The tone of this video insists on a "nothing to worry about" attitude when it comes to HIV and suggests that the funding and panic during the initial U.S. epidemic was overplayed. This view is harmful. When HIV/AIDS first appeared in the U.S., nobody knew what it was. People were dying in mysterious ways and no one knew why or how. Two years after the first identified case of AIDS in 1981, Robert Gallo and an independent lab both identified HIV as the causative agent of AIDS. Public understanding was slow to come, however, and even back then it was a popular idea that only gay men and drug users could get the disease. There is no telling how much damage such ideas did. During any outbreak of any disease, especially a new one, there is no such thing as too much caution. The danger must be recognized and understood so that action can be taken. A new disease can have the potential to devastate a nation. This is why the CDC and other organizations are trained to respond to outbreaks as fast as possible so that they can be contained. HIV/AIDS was not contained and there is nothing necessarily obvious at the time that we could have done to stop this.

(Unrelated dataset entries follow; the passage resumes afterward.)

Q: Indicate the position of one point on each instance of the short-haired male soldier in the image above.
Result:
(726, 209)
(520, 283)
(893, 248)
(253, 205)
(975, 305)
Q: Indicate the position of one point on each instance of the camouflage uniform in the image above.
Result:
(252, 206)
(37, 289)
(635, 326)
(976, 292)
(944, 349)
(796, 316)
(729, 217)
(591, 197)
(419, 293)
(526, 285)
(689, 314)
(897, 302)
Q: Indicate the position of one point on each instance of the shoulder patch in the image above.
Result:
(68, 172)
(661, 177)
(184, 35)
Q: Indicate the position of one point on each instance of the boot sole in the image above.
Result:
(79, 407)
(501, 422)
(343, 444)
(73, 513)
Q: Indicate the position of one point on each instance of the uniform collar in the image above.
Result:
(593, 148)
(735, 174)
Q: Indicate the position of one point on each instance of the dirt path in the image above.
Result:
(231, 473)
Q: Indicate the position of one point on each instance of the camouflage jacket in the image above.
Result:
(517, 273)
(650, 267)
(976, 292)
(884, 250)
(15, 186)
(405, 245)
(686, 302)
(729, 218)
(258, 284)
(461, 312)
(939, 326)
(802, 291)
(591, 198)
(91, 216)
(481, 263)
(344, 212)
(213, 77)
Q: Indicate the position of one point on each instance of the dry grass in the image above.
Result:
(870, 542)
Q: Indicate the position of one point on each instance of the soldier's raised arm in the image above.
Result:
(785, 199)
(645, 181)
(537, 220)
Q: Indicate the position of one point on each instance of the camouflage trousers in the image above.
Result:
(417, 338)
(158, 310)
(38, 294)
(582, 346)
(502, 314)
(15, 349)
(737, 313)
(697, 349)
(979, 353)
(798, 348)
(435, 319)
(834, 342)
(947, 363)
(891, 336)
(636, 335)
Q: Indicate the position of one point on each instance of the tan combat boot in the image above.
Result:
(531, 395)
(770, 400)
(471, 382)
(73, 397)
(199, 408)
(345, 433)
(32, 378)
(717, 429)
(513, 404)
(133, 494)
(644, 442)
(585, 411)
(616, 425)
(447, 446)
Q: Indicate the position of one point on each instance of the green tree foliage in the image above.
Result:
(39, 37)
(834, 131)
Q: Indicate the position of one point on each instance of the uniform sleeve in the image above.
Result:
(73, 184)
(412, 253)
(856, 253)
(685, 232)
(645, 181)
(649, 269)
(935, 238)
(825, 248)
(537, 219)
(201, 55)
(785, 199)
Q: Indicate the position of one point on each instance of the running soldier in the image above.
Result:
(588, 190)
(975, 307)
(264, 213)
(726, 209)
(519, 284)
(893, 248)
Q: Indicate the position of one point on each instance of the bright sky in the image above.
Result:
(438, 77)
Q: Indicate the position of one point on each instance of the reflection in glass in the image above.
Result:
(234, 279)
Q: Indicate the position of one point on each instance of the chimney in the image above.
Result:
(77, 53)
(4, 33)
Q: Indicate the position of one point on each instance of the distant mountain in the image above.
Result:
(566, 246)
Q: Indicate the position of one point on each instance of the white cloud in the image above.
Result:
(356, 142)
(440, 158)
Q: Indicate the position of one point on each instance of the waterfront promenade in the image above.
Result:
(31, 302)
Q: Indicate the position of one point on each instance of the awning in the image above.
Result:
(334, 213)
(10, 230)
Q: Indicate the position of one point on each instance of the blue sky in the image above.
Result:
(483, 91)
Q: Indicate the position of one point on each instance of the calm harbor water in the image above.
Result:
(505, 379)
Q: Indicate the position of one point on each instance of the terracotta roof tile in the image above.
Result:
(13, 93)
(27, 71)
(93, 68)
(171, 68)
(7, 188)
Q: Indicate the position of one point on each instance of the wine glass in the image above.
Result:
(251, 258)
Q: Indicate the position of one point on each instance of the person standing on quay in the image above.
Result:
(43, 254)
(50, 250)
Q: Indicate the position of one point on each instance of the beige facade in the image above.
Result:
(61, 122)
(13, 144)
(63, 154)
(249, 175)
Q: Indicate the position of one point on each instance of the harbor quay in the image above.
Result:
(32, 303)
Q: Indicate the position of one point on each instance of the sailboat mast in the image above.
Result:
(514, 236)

Regardless, 675,000 people in the U.S. have died as a result of HIV/AIDS. Worldwide those numbers climb to over 1 million every year. Even more have suffered from it. Thanks to the funding and research attention it has received, HIV/AIDS is now a manageable disease for those who have access to the right health care facilities. For those who don't it is still a problem. For those who live with it, they have to be medicated for life in order to avoid progression to AIDS. HIV/AIDS must be taken seriously in order for better medicine and prevention to be effective. If it never were taken seriously, HIV infection would still be a death sentence.